Their engagement has been further maximized through two strategies, Yang notes.
“Firstly, we sharpened our knowledge of the experiments as well as our analysis skills by designing actual experimental procedures and performing real data analysis,” he says. “By reviewing resources from previous years’ students, we got to know every detail of the experiment in order to draft a successful procedure.
“Then, using real data collected from prior groups, we were tasked with carrying out analysis. Using data was an excellent learning experience as we faced deviations and problematic information that honed our critical thinking abilities to understand and solve.”
Video calls to peers working in the lab also helped. “Despite a challenging start, we quickly worked out the optimal configuration with help from the IT department so we were able to communicate with our peers flawlessly while keeping up with our peers’ work,” Yang says.

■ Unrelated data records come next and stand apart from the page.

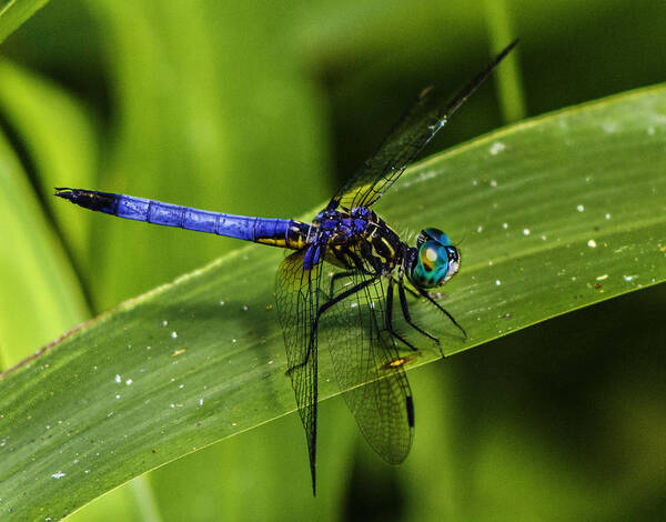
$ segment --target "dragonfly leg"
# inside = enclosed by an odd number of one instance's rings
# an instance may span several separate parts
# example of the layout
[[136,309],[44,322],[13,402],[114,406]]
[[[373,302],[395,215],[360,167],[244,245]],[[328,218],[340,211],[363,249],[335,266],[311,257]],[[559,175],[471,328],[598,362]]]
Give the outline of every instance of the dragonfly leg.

Some refinements still need to be worked out, Anderson says, including improvements to audio quality and perhaps rigging up a GoPro-type camera that can be attached to hard hats and integrated with Zoom.
“It’s a continuous process of improvement, and I’d like to thank our experts in Learning and Research Technologies, especially E.J. Hudock for his help setting all this up and iterating over time,” she says.
Considering the additional challenges of conducting hybrid lab work in two different global time zones, Anderson scheduled with empathy.
“The lab was initially scheduled to be 1:10-4 p.m. EDT, so once I realized four students would still be in China, I moved it to 8 a.m.,” she says. “So although it’s still a late night for them, it is much better. The students seem to prefer to stay up late than get up early, so I think the 8 a.m. start has more of an effect on the in-person students.”